As of today, Opus 4.5 is the best coding model I've used. That is not praise by vibes. That is, after building libraries and utilities that fixed problems I could not solve with the tools I was using before.
The progress is impressive.
However, it’s not all sunshine and rainbows, as people on social media and YouTube claim.
AI coding agents aren't going anywhere. They're excellent at exploring ideas, generating boilerplate, and moving fast. But speed without reliability just ships bugs faster. And without constraints, AI-generated code is unreliable by default.
Coding agents are here to stay, and I know I’m absolutely right about that. While we're all getting used to workflows using AI-powered coding agents, we now live in the world of dark arts and rituals.
We spend hours tweaking prompts, creating elaborate Claude.md, Agents.md and other files formatted in a particular way, stored in a particular way essentially performing black magic to hope our LLM agent adheres to our team's best practices and coding patterns.

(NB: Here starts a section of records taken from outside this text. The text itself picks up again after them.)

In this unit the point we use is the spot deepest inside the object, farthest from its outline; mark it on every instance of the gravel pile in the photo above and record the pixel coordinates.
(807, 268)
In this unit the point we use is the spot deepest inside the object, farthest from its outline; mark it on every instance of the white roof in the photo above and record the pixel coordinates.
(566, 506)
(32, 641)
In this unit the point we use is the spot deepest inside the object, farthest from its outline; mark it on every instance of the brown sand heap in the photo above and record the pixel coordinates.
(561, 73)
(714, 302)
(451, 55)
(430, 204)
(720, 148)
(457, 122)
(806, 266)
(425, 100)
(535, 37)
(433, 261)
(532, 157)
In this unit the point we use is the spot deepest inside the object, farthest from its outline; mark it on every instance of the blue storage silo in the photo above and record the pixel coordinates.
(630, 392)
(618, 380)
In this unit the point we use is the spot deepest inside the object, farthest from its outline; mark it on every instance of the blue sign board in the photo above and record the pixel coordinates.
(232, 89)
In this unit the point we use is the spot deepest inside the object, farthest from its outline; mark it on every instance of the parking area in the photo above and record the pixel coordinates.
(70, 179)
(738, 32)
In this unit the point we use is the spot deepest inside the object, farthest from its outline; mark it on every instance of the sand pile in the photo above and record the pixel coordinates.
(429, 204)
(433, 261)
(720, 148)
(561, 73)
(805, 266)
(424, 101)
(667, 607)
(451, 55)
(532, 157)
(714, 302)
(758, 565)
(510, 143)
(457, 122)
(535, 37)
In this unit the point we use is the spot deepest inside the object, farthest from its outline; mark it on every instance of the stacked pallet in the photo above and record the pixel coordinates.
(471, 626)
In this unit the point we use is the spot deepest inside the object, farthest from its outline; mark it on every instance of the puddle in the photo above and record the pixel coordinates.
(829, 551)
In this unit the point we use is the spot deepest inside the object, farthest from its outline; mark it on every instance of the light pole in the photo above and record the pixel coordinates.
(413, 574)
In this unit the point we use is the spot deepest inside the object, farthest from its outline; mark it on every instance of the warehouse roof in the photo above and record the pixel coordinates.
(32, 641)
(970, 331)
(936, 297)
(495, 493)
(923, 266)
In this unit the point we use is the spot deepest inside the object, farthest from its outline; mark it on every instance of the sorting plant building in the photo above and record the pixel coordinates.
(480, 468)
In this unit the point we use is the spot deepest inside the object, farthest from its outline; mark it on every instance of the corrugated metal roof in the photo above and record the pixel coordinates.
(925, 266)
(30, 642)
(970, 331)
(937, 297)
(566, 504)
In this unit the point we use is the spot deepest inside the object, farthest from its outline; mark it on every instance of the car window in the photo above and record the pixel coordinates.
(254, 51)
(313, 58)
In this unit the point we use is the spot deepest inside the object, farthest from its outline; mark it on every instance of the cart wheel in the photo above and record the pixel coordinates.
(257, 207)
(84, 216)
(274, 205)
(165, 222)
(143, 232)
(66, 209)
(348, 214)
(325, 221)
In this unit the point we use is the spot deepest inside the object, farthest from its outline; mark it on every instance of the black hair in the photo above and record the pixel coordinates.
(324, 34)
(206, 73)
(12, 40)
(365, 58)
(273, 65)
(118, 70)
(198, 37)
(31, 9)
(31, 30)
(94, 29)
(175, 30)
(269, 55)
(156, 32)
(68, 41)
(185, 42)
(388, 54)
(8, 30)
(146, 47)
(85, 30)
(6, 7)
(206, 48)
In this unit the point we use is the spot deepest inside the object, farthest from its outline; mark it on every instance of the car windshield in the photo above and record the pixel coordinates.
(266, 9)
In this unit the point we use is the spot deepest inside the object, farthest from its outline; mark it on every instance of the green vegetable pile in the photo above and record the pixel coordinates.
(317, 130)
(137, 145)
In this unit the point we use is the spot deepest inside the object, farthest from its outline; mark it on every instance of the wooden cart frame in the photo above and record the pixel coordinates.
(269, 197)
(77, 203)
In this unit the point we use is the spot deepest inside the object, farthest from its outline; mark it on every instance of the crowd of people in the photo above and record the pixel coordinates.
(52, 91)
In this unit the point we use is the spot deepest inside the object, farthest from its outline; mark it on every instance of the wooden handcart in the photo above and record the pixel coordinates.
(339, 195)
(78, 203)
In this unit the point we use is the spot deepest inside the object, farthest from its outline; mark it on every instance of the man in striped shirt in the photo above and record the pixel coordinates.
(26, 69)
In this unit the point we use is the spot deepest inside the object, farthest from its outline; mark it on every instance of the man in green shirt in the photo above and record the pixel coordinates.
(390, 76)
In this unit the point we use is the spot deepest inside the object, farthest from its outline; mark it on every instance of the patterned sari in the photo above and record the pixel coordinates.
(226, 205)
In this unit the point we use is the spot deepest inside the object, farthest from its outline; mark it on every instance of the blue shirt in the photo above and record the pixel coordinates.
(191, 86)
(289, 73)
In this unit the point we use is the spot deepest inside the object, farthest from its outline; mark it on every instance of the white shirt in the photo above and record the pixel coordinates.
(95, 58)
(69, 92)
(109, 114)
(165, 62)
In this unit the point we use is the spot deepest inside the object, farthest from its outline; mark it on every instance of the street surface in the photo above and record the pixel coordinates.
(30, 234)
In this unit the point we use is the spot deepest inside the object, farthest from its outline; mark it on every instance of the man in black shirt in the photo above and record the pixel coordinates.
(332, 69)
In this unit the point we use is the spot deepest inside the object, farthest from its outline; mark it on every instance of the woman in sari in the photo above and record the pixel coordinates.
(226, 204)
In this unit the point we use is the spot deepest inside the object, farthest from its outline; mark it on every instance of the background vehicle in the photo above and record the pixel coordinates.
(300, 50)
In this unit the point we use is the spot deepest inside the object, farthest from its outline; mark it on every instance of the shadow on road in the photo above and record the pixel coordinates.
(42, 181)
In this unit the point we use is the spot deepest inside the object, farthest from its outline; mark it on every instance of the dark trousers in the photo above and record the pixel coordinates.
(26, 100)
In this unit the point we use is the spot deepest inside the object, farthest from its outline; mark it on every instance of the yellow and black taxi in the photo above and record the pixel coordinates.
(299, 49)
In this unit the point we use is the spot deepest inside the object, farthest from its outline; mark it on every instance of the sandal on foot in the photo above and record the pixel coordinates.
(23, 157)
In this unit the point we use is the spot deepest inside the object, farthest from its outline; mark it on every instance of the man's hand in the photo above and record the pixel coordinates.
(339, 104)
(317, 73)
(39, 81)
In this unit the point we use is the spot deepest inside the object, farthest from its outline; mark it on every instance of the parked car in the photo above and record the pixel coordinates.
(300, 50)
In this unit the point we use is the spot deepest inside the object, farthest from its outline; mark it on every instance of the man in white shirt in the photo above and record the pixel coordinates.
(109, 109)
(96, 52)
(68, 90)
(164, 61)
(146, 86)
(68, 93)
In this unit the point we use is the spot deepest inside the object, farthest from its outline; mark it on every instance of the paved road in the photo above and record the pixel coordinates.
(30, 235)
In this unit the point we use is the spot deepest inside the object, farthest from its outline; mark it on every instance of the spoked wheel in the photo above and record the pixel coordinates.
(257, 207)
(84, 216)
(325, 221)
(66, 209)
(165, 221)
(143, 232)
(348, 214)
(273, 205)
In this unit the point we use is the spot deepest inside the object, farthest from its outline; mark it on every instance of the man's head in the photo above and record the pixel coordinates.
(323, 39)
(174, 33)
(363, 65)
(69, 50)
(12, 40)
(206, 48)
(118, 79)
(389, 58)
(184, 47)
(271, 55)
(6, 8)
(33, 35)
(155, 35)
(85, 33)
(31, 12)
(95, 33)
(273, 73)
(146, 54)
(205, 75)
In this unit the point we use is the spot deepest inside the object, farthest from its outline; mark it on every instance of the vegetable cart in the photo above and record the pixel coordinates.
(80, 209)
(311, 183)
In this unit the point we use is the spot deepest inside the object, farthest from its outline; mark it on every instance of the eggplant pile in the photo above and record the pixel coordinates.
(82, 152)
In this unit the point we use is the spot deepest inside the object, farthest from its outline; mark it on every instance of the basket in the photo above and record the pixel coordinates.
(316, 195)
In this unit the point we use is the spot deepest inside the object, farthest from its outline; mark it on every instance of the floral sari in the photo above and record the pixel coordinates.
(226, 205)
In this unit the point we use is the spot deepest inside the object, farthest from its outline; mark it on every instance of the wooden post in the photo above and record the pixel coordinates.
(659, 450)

On a good day, it works. On others, the behaviour is random.
Here's the problem: Random is not good enough for production.
We're trying to force a non-deterministic, generative tool to be a deterministic rule-follower. This is the wrong approach.
Instead, we should let AI do what it does best: be creative and generative, helping us achieve and realise our desired outcomes while following instructions and examples for how, what, and where it should generate.
My advice? Stop relying on hope-driven prompting. Start using linters to guarantee your standards.